Fadi was not charged with planning an attack, but he spent nine months in jail for the offence of incitement and assisting a terrorist organisation.
“I was told I was creating a big threat. After my arrest that danger was no longer there, the level of violence dropped down,” he said.
“It sounded like I was the one who caused all of the problems in my village.”
Data collection and a ‘scoring system’
The director of the Military and Strategic Affairs Program and Cyber Security Program at Israel’s Institute for National Security Studies, Gabi Siboni, said software helps Israel’s military decide who might pose a threat.

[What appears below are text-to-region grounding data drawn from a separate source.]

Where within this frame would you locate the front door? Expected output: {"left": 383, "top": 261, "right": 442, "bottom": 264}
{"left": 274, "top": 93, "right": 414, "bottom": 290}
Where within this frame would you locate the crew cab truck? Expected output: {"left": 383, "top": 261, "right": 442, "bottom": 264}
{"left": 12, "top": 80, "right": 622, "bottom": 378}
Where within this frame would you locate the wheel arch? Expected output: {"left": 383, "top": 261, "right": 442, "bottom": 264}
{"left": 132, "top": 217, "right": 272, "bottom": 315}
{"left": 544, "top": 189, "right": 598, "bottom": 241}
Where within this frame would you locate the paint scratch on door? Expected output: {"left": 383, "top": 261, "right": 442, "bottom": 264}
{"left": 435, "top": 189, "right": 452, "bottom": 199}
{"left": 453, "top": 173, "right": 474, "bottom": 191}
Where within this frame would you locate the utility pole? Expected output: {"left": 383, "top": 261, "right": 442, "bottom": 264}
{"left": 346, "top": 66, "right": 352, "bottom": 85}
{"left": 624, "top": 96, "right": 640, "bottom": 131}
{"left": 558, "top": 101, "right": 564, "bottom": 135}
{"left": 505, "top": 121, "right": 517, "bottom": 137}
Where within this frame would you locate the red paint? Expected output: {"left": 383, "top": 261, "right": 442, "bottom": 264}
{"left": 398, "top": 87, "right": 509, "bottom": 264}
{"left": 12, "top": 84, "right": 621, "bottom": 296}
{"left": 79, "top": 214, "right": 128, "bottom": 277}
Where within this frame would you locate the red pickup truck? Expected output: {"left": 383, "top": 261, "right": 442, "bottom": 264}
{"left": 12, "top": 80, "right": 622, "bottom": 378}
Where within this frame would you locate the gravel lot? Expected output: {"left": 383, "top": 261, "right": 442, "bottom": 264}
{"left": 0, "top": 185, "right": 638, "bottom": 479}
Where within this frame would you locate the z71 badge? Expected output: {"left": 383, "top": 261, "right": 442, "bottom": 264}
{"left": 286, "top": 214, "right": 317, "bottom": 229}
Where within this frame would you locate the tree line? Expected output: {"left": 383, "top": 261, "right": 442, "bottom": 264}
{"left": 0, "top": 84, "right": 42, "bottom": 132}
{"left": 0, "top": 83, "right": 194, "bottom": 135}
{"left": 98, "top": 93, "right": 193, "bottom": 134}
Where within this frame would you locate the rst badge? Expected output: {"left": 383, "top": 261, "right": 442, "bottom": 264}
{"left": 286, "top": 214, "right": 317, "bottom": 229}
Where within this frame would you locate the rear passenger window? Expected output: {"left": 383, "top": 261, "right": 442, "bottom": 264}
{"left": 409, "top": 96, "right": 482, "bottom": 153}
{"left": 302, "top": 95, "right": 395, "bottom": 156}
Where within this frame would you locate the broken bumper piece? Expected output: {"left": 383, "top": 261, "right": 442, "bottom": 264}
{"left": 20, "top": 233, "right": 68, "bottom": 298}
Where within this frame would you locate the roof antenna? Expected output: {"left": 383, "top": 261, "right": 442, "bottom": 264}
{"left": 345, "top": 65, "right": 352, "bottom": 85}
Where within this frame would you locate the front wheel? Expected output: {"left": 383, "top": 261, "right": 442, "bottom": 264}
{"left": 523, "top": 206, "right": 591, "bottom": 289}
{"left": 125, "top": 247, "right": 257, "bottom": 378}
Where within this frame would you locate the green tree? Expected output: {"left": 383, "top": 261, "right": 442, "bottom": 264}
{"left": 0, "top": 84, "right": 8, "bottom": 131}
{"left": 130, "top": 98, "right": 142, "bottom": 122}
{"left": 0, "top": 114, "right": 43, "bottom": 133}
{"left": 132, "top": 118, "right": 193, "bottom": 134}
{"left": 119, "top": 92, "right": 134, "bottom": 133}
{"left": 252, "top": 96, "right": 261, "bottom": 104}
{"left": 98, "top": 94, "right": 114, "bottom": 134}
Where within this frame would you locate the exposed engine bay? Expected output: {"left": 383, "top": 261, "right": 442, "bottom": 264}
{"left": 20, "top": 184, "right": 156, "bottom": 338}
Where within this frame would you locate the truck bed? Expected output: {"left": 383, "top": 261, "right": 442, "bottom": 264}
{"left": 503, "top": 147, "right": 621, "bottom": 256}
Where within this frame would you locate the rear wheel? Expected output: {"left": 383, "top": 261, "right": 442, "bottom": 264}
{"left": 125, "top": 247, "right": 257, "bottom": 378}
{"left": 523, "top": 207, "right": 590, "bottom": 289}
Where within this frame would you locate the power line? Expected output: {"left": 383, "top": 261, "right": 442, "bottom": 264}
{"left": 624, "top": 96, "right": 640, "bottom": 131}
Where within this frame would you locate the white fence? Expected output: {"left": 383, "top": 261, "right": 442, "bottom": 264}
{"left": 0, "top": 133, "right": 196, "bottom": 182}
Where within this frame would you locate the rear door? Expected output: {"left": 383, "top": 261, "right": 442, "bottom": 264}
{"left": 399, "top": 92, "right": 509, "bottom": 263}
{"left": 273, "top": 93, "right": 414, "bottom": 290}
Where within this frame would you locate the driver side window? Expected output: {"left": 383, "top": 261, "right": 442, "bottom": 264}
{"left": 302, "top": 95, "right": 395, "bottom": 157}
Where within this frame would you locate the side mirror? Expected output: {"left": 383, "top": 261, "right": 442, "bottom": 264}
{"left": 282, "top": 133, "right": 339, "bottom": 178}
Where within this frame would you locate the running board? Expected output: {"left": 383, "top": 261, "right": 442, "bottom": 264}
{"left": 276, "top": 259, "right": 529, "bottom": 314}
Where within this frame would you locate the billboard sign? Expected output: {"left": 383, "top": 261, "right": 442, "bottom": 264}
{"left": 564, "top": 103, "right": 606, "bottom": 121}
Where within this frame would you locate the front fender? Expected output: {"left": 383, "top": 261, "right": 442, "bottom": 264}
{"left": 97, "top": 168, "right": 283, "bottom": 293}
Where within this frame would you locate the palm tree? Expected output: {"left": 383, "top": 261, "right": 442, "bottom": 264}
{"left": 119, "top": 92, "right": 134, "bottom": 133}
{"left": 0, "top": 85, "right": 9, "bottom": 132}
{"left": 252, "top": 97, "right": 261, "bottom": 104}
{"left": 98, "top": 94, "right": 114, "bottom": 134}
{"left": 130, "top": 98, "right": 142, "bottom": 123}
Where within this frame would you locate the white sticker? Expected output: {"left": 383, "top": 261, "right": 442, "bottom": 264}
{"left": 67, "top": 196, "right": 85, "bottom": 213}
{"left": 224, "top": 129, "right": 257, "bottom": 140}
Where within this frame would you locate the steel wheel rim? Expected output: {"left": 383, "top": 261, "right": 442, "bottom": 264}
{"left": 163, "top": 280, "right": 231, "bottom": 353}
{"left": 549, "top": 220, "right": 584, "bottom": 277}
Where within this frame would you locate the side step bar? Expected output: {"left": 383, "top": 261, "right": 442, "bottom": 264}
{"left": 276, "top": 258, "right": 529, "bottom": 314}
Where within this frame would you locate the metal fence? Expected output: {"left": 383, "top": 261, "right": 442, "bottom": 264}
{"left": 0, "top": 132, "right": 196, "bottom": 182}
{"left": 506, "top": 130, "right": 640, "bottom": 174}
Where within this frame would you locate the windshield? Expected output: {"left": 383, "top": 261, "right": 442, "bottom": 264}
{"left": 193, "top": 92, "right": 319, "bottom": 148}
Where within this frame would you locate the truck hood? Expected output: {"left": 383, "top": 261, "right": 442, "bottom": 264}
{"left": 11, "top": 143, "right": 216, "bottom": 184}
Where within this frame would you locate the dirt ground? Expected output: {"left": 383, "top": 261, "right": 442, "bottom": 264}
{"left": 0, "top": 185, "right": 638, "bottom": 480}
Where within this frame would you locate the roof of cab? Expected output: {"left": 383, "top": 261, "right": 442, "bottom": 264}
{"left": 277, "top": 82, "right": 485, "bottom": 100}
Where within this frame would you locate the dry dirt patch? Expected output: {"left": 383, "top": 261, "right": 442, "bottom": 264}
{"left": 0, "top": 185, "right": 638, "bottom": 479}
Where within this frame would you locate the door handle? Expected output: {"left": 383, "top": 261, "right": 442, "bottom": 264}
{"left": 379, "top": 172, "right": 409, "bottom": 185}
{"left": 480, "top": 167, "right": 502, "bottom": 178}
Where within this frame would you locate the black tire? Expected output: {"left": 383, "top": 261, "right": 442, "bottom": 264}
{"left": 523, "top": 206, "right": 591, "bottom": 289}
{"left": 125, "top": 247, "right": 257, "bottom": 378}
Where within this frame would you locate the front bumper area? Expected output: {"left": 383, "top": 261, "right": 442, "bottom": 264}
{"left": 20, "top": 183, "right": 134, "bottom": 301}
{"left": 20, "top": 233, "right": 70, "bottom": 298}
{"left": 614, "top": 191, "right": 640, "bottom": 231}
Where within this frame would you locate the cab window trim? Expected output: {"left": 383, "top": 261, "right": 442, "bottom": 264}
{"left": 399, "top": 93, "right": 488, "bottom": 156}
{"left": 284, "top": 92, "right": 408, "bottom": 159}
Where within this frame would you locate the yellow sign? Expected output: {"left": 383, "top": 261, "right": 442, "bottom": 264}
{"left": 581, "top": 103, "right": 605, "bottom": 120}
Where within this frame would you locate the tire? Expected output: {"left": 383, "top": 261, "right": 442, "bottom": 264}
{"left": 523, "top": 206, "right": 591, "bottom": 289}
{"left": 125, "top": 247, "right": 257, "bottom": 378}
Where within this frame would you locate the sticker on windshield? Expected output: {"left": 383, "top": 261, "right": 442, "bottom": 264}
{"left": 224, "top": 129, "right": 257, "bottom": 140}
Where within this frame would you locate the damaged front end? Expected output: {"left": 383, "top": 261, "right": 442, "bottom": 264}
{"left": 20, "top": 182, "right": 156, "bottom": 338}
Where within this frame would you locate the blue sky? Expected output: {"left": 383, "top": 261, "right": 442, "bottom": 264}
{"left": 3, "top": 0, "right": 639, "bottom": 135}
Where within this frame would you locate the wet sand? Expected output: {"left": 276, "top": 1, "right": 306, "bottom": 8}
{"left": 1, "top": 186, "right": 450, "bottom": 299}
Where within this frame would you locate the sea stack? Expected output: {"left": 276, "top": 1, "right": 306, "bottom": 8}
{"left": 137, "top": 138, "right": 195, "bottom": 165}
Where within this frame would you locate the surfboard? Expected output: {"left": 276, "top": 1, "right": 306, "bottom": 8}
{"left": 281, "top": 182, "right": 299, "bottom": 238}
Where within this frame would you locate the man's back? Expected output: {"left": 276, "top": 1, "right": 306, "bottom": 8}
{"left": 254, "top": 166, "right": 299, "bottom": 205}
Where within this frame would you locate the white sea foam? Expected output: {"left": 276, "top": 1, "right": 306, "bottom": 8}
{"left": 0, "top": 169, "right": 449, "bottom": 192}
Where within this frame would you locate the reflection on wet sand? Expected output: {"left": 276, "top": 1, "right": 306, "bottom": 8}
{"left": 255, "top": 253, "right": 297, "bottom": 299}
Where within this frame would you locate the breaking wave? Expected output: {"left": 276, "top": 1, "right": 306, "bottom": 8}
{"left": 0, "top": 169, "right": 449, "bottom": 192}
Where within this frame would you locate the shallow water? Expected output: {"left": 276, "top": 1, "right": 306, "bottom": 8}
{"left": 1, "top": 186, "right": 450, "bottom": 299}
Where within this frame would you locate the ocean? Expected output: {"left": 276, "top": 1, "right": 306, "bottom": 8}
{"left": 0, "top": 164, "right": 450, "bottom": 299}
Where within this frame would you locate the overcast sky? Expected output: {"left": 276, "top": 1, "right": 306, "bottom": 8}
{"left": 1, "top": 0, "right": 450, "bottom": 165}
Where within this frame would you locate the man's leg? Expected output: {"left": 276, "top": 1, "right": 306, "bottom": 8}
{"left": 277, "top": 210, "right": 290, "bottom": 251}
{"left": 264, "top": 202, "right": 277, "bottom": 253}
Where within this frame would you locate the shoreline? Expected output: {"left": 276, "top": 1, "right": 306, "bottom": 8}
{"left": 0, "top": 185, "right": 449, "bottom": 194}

“We have the technology to try to collect information and to provide some kind of a scoring system to see whether someone is subject to conducting what we call a spontaneous or influenced terror attack,” he said.
“It’s not the only thing.
“There is human intelligence, there is a variety of technological intelligence, gathering other intelligence … the whole effort is to foil these spontaneous attacks (and) it’s a huge effort.”
But human rights lawyer Sahar Francis said security agencies are not just focusing on potential attackers, but also on anyone disseminating political material, for fear it might inspire other attacks.
Sahar Francis says the number of cases based on social media posts is increasing. (ABC News: Eric Tlozek)
“Any activity … posting things on Facebook or in Twitter or other tools in social media — sharing posts of martyrs, posts of activists — like especially this year concerning the demonstrations around Gaza,” she said.
“These activities would be considered incitement and people would be arrested for such activities, facing sentences of a couple of months in prison.
“There’s more than maybe 300 or 400 cases in the last three years were submitted based in such activities. And we feel the increase is still going on.”
Because the West Bank is under Israeli occupation, its Palestinian residents are tried in military courts, where Ms Francis said they are often not given access to intelligence material used to prosecute them.
The risk of ‘false positives’
Former military intelligence officers have already raised concerns about the level of electronic surveillance of Palestinians, saying there were no legal limitations protecting their privacy.
One former officer, who is not allowed to be identified, told the ABC the use of software to process surveillance data and help determine potential attackers would inevitably lead to injustice.
Former military intelligence officer “Lieutenant G” is concerned about the lack of privacy and legal protections for Palestinians under surveillance. (ABC News: Eric Tlozek)
“It’s very clear that arresting innocent people is bound to happen by this method and it already happens,” he said.
“It’s not like this is a new thing, it just gets more extreme.”
The developer of some of the Israeli software, Fifth Dimension, has acknowledged the system will produce “false positives”, meaning it will mistakenly flag some people who pose no threat.
But Gabi Siboni, from the Institute of National Security Studies, said the technology will not lead to people being arrested for crimes they have yet to commit.
“It doesn’t mean that you’re going on and arresting people who you think are going to do something,” he said.
“This is very futuristic and not realistic.”
Israel’s internal security agency and the Israel Defence Force did not respond to questions about the technology, how extensive and effective it was and whether there were any safeguards around its use.
The use of predictive intelligence has been trialled by some police departments in the US and Europe.
The United States is developing a system that works like Israel’s, to determine whether someone is a security risk when they fly, a system that will be offered to other countries to use as well.
So in more places around the world, computers will be deciding who might be dangerous.